Save Yourself by Kelly Braffet is an interesting sort of contemporary novel. It’s difficult to describe; there are so many elements that come together to make this novel. The central character is Patrick, who is managing to get by. His life is a sad one; he has no real friends, and it’s clear that he has no future. He’s doomed to live and die in that small town, with everyone hating him. The reader will want him to get out, to find something better, but will also know that there’s little chance of that happening. Patrick is stuck, in every sense of the word.
Layla is another thought-provoking character in Save Yourself, though she’s a bit more difficult to like than Patrick. It’s clear that everything she does is a reaction to her parents. She’s in a lot of pain emotionally, and doesn’t know how to cope. Layla is suffocated by her conservative Christian family; she doesn’t share their beliefs and holds everything they do and think in contempt. It’s interesting, if sad, to see their dynamics, as well as to understand where Layla ends up.
It’s Verna, Layla’s little sister, who will really capture the reader’s heart in Save Yourself. She’s just entering high school, scared and unsure of herself. The amount of teasing and bullying she’s forced to endure is both frightening and heartbreaking. Braffet really makes this issue a centerpiece of her novel; as things get worse and worse for Verna, Layla, and Patrick, the reader knows that the story is building up to something, and it likely isn’t good.
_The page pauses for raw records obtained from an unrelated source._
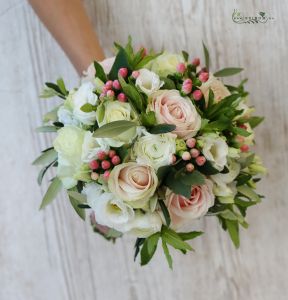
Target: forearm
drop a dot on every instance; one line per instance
(70, 25)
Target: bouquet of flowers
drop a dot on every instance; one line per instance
(150, 142)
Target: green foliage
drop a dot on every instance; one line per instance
(113, 129)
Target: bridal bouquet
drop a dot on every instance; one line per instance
(148, 143)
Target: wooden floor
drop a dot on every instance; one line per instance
(52, 254)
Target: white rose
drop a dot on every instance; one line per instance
(145, 224)
(183, 210)
(111, 111)
(109, 209)
(133, 183)
(155, 150)
(215, 149)
(165, 64)
(218, 88)
(148, 81)
(171, 108)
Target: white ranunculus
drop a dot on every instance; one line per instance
(148, 81)
(145, 224)
(218, 88)
(111, 111)
(165, 64)
(224, 185)
(155, 150)
(109, 209)
(215, 149)
(91, 147)
(133, 183)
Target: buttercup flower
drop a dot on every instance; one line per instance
(183, 210)
(166, 63)
(111, 111)
(155, 150)
(171, 108)
(215, 149)
(218, 88)
(133, 183)
(148, 81)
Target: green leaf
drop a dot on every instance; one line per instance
(149, 247)
(167, 254)
(233, 229)
(121, 61)
(46, 157)
(162, 128)
(148, 119)
(100, 72)
(185, 236)
(227, 72)
(206, 56)
(47, 128)
(255, 121)
(52, 192)
(113, 129)
(173, 239)
(165, 212)
(62, 87)
(249, 193)
(76, 199)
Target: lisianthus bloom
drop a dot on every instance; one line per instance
(171, 108)
(183, 210)
(133, 183)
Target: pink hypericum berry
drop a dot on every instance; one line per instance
(101, 155)
(110, 93)
(244, 148)
(116, 160)
(109, 84)
(122, 97)
(187, 86)
(106, 174)
(94, 176)
(196, 61)
(94, 165)
(191, 142)
(197, 95)
(111, 153)
(116, 85)
(204, 76)
(123, 72)
(105, 164)
(135, 74)
(186, 155)
(189, 167)
(181, 68)
(194, 152)
(200, 160)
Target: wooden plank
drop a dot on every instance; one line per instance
(55, 255)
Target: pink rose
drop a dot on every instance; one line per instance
(106, 64)
(183, 210)
(171, 108)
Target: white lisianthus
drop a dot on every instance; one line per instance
(215, 149)
(109, 209)
(145, 224)
(111, 111)
(165, 64)
(224, 185)
(68, 144)
(218, 88)
(155, 150)
(148, 81)
(133, 183)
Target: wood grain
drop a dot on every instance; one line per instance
(53, 254)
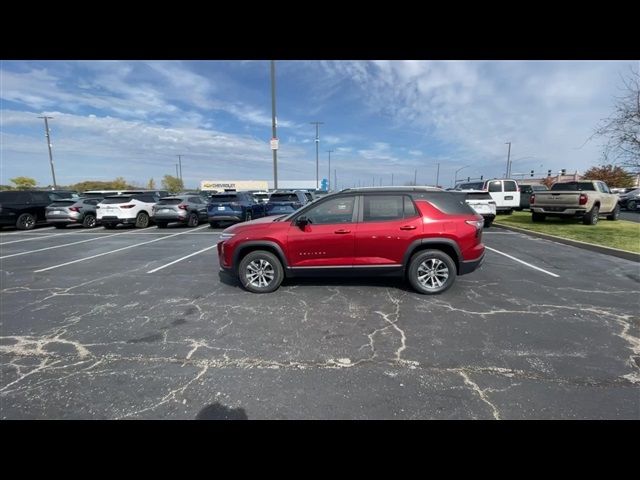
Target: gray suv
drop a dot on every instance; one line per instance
(80, 211)
(188, 209)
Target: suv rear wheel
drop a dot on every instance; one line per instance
(260, 272)
(431, 271)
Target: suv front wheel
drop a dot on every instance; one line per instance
(260, 272)
(431, 271)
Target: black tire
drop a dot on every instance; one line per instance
(89, 221)
(26, 221)
(194, 220)
(591, 217)
(430, 267)
(267, 268)
(142, 220)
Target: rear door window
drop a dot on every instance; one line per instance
(382, 208)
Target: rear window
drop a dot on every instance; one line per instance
(451, 203)
(283, 197)
(169, 201)
(224, 198)
(112, 200)
(574, 186)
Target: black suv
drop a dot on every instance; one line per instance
(26, 208)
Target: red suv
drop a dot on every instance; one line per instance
(428, 235)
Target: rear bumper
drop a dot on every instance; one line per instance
(470, 265)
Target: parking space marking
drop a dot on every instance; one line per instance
(113, 251)
(180, 259)
(59, 246)
(523, 262)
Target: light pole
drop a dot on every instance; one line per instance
(329, 179)
(317, 124)
(46, 129)
(455, 180)
(274, 124)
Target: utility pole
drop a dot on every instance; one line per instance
(180, 163)
(317, 124)
(274, 124)
(46, 129)
(329, 179)
(508, 160)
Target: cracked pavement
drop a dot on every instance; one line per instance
(103, 339)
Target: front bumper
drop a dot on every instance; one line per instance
(471, 265)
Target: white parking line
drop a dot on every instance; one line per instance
(180, 259)
(113, 251)
(523, 262)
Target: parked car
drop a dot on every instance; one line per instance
(81, 211)
(426, 235)
(24, 209)
(284, 202)
(525, 194)
(483, 204)
(126, 209)
(630, 200)
(233, 207)
(504, 191)
(188, 209)
(586, 199)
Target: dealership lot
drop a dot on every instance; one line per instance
(130, 323)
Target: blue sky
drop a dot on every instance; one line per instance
(132, 118)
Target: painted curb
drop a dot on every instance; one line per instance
(634, 257)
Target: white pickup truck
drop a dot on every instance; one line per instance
(587, 199)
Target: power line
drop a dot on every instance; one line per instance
(46, 129)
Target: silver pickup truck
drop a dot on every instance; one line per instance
(587, 199)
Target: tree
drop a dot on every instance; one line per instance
(23, 183)
(614, 177)
(172, 184)
(622, 129)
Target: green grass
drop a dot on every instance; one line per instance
(620, 234)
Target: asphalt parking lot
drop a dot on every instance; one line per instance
(138, 324)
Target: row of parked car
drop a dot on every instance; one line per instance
(25, 209)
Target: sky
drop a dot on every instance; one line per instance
(380, 118)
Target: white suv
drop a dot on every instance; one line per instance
(127, 209)
(504, 191)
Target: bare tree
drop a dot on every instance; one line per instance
(622, 129)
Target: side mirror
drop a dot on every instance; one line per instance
(302, 221)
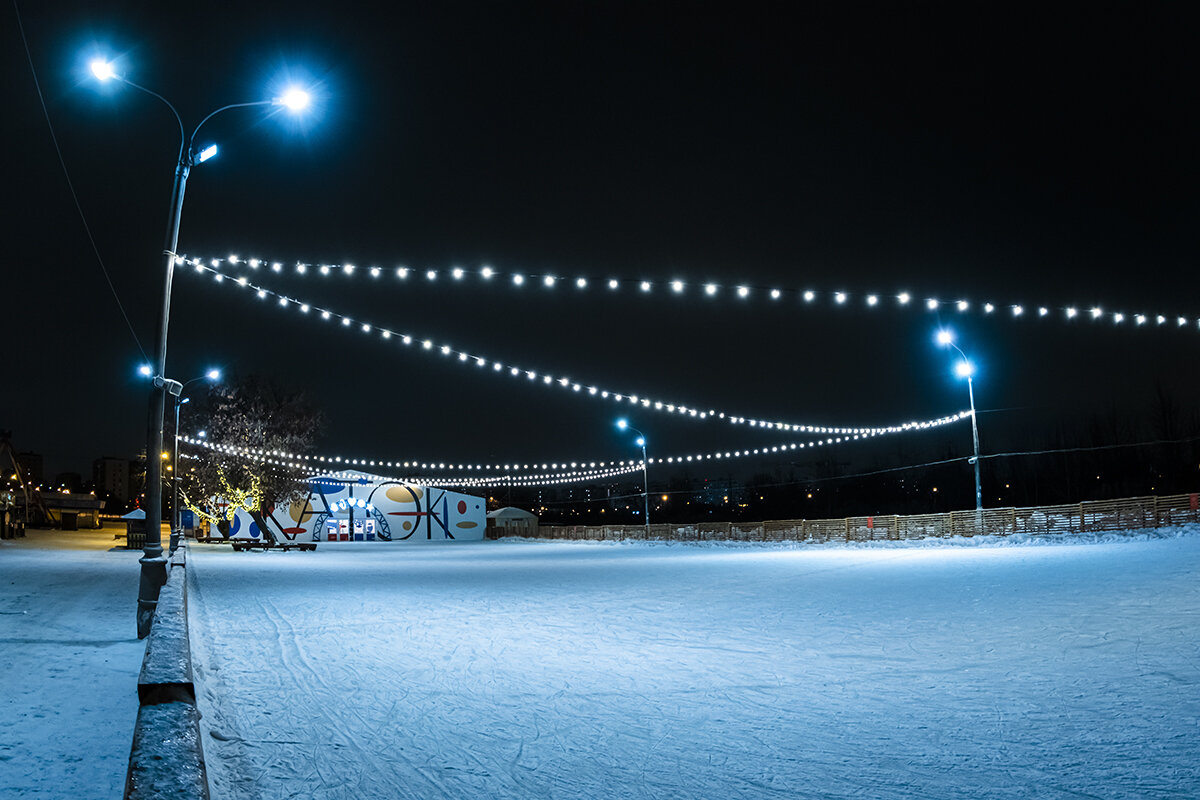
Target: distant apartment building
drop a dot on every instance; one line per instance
(112, 480)
(31, 467)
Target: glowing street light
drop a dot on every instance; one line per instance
(646, 483)
(154, 563)
(214, 376)
(964, 368)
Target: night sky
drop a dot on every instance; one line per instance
(1012, 154)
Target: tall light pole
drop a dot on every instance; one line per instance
(964, 368)
(646, 483)
(154, 563)
(211, 374)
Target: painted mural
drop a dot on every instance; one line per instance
(358, 507)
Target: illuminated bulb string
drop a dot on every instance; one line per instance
(744, 292)
(549, 479)
(483, 362)
(541, 474)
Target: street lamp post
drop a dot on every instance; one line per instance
(211, 374)
(646, 483)
(154, 563)
(964, 368)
These three different stories make up Save Yourself, and it’s very interesting. The book is difficult to read at times, just because it is so bleak and heartbreaking. These characters have no hope, and little realistic chance of getting out of their small, depressing town. It’s still worth reading, though, as Braffet writes realistic characters and deals with thought-provoking issues that will leave readers wondering long after the last pages are turned.